Ministers have abandoned plans to ditch copper coins and the £50 note, announcing on Saturday that both will be retained despite concerns over criminal use of large denomination notes.

A review begun in March at first envisaged scrapping 1p and 2p coins and the £50 note, but ministers have now backed away and will instead replace the current note with a new plastic version

The move followed an outcry over coppers, which the prime minister pledged to defend despite Bank of England research showing that there was no evidence eliminating small and expensive coins led on average to prices being rounded up.

It also represents a defeat for ministers and officials who had wanted to get rid of the £50 note to make it easier to tackle the hidden economy and the illegitimate use of cash.

The Treasury’s campaign to modernise cash was undone by Theresa May moving quickly to reject “trashing 1,000 years of history” following campaigns launched in the tabloid press and comments by the Treasury’s former top official saying “only banana republics don’t have a coin representing the lowest denomination of their currency”.
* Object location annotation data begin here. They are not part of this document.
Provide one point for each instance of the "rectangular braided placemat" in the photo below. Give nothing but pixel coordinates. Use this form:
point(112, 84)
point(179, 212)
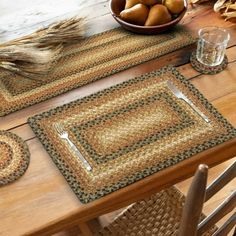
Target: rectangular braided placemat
point(91, 59)
point(129, 131)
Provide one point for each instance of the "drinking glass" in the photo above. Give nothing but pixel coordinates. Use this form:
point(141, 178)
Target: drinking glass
point(211, 45)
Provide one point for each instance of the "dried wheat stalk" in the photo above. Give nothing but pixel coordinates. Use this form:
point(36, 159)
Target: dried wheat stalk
point(34, 55)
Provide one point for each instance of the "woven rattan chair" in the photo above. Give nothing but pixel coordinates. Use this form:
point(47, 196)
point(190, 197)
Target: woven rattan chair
point(169, 212)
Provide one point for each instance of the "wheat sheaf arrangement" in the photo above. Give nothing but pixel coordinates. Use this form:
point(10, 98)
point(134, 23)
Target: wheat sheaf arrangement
point(32, 56)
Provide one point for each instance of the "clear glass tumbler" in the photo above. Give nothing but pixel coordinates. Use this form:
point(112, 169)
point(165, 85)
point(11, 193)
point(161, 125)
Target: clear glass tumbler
point(211, 45)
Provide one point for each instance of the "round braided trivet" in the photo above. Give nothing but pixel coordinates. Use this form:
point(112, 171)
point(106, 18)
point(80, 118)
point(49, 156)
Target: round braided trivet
point(14, 158)
point(210, 70)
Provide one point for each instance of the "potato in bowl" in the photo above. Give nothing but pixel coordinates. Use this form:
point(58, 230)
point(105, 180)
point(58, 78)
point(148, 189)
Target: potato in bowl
point(147, 16)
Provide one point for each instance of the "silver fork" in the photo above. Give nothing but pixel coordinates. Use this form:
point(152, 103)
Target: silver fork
point(64, 135)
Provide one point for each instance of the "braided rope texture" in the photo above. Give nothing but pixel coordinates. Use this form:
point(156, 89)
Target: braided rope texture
point(14, 157)
point(129, 131)
point(157, 215)
point(90, 59)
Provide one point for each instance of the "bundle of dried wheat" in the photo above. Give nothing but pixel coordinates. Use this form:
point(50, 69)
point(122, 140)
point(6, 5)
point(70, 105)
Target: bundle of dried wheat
point(227, 8)
point(33, 55)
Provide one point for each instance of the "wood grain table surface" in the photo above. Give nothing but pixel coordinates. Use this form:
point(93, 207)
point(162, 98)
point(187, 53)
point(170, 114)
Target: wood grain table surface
point(41, 202)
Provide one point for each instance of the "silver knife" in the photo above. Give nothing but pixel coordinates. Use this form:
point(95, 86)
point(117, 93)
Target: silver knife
point(180, 95)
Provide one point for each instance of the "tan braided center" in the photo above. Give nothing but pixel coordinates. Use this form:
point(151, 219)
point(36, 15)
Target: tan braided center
point(6, 155)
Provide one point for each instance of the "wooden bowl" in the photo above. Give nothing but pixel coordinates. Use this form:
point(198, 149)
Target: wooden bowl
point(116, 6)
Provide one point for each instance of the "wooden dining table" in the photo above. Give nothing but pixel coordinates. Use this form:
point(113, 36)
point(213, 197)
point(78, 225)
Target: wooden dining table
point(41, 202)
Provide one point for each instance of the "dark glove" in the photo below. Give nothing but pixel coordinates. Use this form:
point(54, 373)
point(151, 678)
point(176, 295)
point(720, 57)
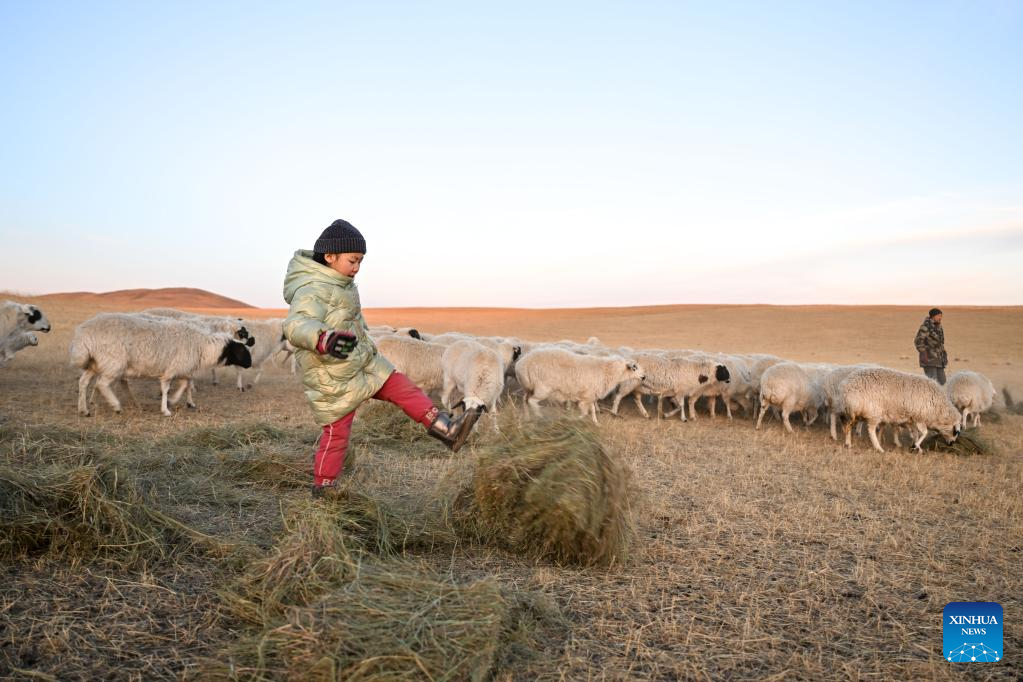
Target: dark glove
point(337, 344)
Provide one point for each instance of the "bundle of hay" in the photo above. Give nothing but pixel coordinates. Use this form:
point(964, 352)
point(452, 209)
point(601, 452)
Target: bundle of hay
point(548, 489)
point(83, 510)
point(969, 443)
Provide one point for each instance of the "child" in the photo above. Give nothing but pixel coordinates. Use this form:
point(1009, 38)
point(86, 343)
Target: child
point(341, 367)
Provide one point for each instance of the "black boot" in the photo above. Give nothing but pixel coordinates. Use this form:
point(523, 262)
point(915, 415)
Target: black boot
point(452, 432)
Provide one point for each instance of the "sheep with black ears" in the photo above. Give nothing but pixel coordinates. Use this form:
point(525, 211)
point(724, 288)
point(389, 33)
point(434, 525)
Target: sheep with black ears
point(418, 360)
point(879, 395)
point(113, 346)
point(972, 393)
point(20, 316)
point(552, 373)
point(477, 372)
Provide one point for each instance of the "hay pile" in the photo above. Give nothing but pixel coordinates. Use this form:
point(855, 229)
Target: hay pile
point(393, 621)
point(547, 489)
point(970, 442)
point(84, 510)
point(328, 606)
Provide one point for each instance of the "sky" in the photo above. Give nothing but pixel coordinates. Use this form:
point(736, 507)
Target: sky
point(519, 154)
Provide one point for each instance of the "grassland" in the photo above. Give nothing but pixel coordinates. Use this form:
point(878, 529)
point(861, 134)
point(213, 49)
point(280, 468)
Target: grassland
point(186, 547)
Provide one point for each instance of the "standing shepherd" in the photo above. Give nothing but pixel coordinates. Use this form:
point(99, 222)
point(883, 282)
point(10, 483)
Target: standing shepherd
point(930, 344)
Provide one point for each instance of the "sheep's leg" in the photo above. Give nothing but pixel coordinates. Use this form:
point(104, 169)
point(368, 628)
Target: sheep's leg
point(182, 384)
point(446, 392)
point(763, 411)
point(618, 401)
point(847, 429)
point(533, 404)
point(103, 385)
point(588, 410)
point(637, 397)
point(83, 389)
point(872, 429)
point(785, 417)
point(165, 385)
point(923, 434)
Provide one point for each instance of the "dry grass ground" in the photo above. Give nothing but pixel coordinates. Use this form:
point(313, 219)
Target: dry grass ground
point(758, 556)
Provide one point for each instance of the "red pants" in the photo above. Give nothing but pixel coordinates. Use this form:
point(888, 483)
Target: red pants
point(334, 442)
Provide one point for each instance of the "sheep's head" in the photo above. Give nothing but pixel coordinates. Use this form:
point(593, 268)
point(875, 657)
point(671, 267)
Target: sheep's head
point(951, 430)
point(236, 354)
point(35, 318)
point(721, 373)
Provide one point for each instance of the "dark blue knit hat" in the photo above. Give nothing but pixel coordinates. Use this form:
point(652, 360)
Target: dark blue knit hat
point(341, 237)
With 330m £50 notes in circulation and thought to be widely used for criminal activity, the Treasury was also keen to eliminate the note, following other countries which have also withdrawn their largest denomination notes. But it has decided against any controversial move.
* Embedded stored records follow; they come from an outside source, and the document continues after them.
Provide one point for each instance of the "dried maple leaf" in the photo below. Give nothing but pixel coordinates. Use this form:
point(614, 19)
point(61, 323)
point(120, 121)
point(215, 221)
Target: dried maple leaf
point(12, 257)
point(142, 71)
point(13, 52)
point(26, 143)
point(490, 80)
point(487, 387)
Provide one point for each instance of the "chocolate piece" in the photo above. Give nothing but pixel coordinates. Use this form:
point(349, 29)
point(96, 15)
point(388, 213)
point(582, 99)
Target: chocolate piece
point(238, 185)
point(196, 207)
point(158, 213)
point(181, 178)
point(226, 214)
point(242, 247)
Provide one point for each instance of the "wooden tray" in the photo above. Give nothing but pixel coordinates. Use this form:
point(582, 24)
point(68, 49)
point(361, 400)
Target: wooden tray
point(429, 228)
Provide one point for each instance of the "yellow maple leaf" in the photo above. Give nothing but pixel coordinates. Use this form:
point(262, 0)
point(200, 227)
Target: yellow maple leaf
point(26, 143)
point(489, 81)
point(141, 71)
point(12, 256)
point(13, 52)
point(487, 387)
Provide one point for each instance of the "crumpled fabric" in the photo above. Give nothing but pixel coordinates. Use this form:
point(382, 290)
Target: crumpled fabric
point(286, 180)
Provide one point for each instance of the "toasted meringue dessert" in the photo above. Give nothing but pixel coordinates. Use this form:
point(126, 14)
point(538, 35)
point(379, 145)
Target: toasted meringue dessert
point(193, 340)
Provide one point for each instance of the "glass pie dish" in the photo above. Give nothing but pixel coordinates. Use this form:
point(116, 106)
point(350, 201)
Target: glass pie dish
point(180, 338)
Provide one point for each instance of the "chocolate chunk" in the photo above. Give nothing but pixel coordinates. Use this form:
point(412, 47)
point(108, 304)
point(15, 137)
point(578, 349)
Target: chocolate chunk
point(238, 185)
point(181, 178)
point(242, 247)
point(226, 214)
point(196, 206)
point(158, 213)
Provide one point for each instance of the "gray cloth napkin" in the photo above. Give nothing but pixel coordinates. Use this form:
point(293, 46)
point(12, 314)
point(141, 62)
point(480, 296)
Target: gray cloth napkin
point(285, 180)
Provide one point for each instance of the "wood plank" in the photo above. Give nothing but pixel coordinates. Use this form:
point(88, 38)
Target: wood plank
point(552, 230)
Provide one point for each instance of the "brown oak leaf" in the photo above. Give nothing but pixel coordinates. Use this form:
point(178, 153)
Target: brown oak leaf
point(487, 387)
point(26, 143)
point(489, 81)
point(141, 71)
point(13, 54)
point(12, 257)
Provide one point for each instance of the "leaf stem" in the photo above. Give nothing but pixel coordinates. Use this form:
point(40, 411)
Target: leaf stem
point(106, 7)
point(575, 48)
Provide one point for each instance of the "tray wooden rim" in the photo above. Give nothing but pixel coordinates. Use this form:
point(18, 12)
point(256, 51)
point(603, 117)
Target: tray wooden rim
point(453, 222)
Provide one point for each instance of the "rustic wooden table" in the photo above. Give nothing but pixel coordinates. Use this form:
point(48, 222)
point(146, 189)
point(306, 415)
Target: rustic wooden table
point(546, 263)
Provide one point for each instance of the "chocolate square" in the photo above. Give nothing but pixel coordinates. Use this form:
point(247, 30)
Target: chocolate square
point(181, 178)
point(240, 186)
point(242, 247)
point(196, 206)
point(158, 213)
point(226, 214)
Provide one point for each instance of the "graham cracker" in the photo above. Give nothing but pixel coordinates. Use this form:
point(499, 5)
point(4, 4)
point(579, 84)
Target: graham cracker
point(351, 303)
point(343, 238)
Announcing a new plastic £50 note, to supplement the plastic £5 and £10, Junior Treasury minister, Robert Jenrick, said that people should have as much choice as possible with their cash.

“Our money needs to be secure and this new note will help prevent crime. This modern £50 note follows the popular new pound coin, which is the most secure of its kind in the world,” he said.
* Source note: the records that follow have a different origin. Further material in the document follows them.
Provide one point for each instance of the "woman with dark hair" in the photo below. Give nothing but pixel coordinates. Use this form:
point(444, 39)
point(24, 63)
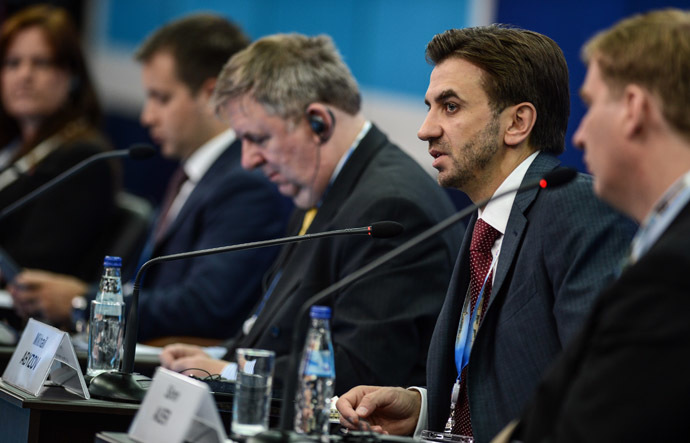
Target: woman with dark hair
point(49, 118)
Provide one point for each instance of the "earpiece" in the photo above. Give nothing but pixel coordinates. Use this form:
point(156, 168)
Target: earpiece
point(317, 124)
point(320, 127)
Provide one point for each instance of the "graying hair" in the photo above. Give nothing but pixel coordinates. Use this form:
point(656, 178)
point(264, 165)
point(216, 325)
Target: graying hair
point(287, 72)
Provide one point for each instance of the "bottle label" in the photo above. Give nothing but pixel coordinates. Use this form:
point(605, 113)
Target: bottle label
point(109, 309)
point(320, 364)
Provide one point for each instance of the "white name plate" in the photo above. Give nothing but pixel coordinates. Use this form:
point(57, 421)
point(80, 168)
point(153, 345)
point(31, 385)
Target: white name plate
point(44, 351)
point(177, 409)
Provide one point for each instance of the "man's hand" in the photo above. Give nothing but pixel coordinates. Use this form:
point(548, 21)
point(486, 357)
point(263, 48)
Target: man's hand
point(187, 359)
point(387, 410)
point(46, 295)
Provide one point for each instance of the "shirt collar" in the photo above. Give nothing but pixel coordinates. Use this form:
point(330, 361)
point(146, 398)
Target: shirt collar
point(201, 160)
point(362, 133)
point(662, 214)
point(497, 212)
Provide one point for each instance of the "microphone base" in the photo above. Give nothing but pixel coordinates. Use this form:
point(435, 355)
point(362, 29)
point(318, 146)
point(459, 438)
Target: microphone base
point(119, 386)
point(282, 436)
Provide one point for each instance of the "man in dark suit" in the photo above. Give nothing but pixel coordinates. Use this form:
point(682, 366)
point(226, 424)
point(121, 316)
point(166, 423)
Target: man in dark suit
point(625, 376)
point(211, 200)
point(498, 110)
point(305, 131)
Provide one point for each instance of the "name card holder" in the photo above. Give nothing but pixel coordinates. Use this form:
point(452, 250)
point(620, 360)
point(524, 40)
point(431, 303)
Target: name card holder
point(42, 352)
point(177, 409)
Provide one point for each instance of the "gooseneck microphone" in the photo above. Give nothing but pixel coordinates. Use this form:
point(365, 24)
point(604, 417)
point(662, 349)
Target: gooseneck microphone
point(553, 179)
point(138, 151)
point(122, 386)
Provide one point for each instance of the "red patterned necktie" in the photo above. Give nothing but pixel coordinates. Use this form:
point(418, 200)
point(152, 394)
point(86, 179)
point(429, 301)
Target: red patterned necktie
point(483, 238)
point(174, 185)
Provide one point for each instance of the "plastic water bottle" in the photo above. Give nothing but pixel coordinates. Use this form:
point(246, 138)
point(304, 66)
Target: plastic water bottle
point(316, 376)
point(107, 321)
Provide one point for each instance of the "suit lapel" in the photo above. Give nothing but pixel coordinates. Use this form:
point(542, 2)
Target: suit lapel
point(226, 160)
point(294, 258)
point(517, 221)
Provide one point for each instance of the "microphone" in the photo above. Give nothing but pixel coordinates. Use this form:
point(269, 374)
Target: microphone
point(555, 178)
point(137, 151)
point(123, 386)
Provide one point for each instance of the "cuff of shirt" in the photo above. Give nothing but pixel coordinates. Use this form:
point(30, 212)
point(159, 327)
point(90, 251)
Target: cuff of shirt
point(422, 420)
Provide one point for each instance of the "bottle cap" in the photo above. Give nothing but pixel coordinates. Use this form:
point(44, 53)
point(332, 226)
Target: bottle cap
point(112, 262)
point(322, 312)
A plastic £20, featuring the artist JMW Turner, will be introduced in 2020.

The Bank of England said it had started the process of designing the new £50 note, but gave no indication when it would be introduced other than saying it would be after 2020.

It said that plastic notes were safer and stronger, which would make them more valuable to criminals. To address that problem, the central bank added that the new notes would be “harder to counterfeit and increase the quality of notes in circulation”.

The announcement at the weekend comes just over two weeks before the Budget and follows a government consultation on its cash issuance.